I do not think most of them are necessarily bad things, after all they are based on some form of rationality. My problem with "participation in the market" is not the empirical meaning of the term but its political usage as a code word for policies of surplus distribution that favor elites over everyone else. By the same logic, "socialist economy" was not necessarily a bad thing, but in Eastern Europe it was a code word for policies that, guess what, favored policies giving political power to elites at the expense of everyone else.
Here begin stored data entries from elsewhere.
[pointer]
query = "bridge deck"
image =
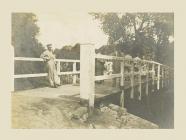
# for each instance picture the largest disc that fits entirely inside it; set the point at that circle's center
(68, 91)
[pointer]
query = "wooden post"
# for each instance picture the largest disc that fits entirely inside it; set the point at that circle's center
(132, 81)
(147, 81)
(162, 77)
(122, 97)
(58, 69)
(87, 73)
(139, 87)
(12, 69)
(153, 74)
(158, 77)
(74, 70)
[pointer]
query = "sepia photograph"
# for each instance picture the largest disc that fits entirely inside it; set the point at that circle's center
(92, 70)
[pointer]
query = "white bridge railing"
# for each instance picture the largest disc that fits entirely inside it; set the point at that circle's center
(74, 72)
(129, 67)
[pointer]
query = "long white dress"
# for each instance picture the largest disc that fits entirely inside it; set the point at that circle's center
(49, 58)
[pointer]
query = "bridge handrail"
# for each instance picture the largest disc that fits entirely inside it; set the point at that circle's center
(73, 72)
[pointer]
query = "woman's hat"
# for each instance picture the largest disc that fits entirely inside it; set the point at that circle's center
(49, 45)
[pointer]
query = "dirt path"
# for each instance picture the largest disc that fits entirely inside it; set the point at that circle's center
(38, 112)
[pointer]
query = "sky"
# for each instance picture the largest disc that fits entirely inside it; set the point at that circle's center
(62, 29)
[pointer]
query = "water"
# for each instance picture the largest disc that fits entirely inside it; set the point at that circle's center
(157, 107)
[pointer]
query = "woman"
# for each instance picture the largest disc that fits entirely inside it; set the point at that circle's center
(49, 57)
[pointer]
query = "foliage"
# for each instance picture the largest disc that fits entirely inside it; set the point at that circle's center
(139, 34)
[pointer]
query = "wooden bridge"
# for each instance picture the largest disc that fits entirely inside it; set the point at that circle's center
(133, 73)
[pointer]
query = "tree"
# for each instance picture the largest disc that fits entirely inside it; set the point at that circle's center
(25, 43)
(139, 34)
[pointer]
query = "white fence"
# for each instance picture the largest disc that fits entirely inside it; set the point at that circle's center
(151, 70)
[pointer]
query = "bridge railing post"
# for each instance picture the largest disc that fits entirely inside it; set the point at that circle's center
(74, 70)
(87, 74)
(12, 69)
(132, 81)
(58, 69)
(147, 80)
(122, 97)
(158, 77)
(139, 82)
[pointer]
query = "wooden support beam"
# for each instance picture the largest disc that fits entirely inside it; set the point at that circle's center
(147, 81)
(12, 68)
(153, 76)
(87, 73)
(122, 97)
(132, 81)
(74, 70)
(139, 80)
(162, 77)
(158, 77)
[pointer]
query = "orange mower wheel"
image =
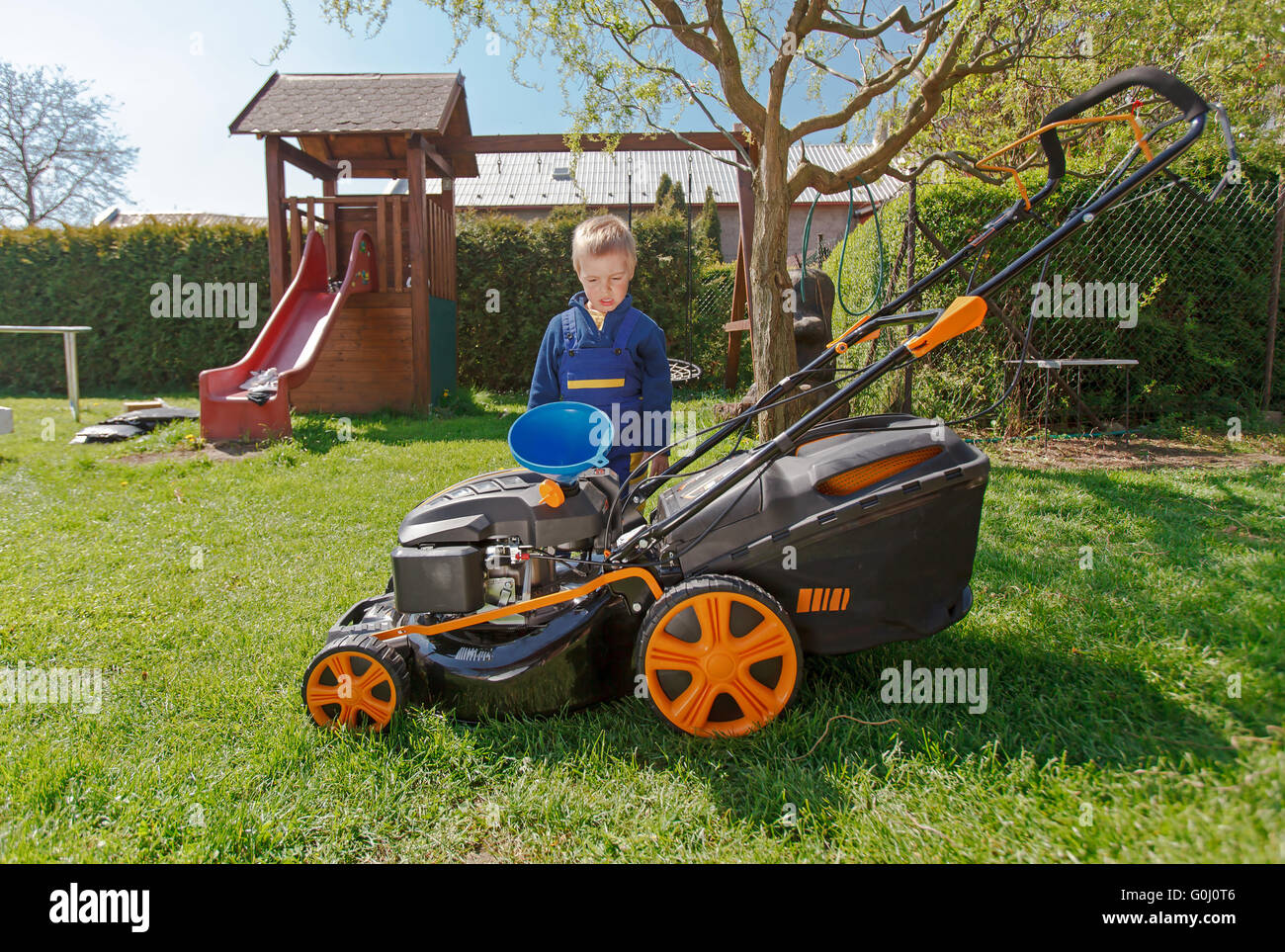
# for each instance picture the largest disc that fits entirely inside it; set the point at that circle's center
(720, 656)
(355, 681)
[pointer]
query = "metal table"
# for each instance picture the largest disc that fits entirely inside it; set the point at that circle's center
(1079, 364)
(68, 355)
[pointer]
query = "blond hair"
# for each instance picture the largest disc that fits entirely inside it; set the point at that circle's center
(604, 234)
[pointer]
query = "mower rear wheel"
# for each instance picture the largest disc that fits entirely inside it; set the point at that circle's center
(720, 656)
(355, 681)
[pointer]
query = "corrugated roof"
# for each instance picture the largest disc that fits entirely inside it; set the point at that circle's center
(527, 179)
(136, 217)
(333, 103)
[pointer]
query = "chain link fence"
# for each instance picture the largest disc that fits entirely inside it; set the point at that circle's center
(1165, 279)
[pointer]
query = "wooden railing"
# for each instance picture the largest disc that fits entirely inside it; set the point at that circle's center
(386, 218)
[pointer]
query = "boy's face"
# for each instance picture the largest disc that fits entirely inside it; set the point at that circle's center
(605, 279)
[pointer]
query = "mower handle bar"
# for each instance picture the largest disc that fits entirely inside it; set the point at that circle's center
(1169, 86)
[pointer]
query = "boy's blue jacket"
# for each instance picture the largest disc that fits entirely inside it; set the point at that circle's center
(645, 347)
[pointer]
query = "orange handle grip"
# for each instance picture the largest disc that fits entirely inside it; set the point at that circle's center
(960, 316)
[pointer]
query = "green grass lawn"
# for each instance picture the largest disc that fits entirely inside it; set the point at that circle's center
(1135, 708)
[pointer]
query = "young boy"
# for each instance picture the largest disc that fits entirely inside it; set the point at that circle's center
(605, 352)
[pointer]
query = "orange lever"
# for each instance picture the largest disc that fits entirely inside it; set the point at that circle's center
(959, 317)
(552, 493)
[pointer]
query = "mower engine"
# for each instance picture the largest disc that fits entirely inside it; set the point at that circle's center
(479, 546)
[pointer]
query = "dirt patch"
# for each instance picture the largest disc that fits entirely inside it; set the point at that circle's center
(214, 453)
(1109, 453)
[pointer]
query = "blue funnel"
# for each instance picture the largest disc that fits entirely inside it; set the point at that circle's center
(560, 440)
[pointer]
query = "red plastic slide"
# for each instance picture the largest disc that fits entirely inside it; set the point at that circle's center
(290, 342)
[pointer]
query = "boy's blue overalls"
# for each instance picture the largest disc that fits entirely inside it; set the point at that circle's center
(608, 373)
(604, 377)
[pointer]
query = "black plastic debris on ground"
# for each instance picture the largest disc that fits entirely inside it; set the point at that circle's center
(132, 424)
(154, 416)
(107, 433)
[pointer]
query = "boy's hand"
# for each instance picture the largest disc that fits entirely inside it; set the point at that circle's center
(659, 464)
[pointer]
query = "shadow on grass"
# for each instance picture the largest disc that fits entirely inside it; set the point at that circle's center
(462, 419)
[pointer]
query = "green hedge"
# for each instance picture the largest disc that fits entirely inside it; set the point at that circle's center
(103, 278)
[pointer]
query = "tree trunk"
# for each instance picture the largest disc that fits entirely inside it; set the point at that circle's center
(771, 326)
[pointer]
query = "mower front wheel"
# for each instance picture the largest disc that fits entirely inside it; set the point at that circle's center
(355, 681)
(720, 656)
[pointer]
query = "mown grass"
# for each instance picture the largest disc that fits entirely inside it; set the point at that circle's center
(1114, 730)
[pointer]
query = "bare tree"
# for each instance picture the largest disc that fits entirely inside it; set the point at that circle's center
(626, 56)
(60, 161)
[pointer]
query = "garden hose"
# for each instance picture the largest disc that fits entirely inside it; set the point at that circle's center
(847, 232)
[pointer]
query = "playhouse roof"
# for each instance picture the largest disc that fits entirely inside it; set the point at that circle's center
(364, 117)
(341, 103)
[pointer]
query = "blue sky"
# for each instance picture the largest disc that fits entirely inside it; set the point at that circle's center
(181, 69)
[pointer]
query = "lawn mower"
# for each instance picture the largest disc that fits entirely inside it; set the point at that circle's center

In other words, debating intellectual constructs ("markets," "capitalism" "democracy" "socialism" etc.) may be an interesting academic exercise, but its political implications are close to nil. What matters is exposing and fighting the power of elites.
Wojtek
On Tue, Jan 18, 2011 at 2:33 PM, <123hop at comcast.net> wrote:
> Countries participate in the world market in different ways. Perhaps I'm
> being thick and misreading "participate in world market" as a euphemism for
> the neoliberal globalization project.
>
> It just seems like the participation of some countries....say Eastern
> Europe...means sudden immiseration and a drop in life expectancy. I dunno.
>
> Joanna
>
> ----- Original Message -----
> From: "Doug Henwood" <dhenwood at panix.com>
> To: lbo-talk at lbo-talk.org
> Sent: Tuesday, January 18, 2011 11:20:27 AM
> Subject: Re: [lbo-talk] NYT's hearts Iran's new austerity measures
>
>
> On Jan 18, 2011, at 2:08 PM, 123hop at comcast.net wrote:
>
> > OK. But so far as the hoi polloi are concerned, being included in the
> world market seems to go hand in hand with deprivation. What am I missing
> here?
>
> How do you figure that? Japan, Western Europe, Canada, China, S Korea are
> all part of the world market. Are they deprived?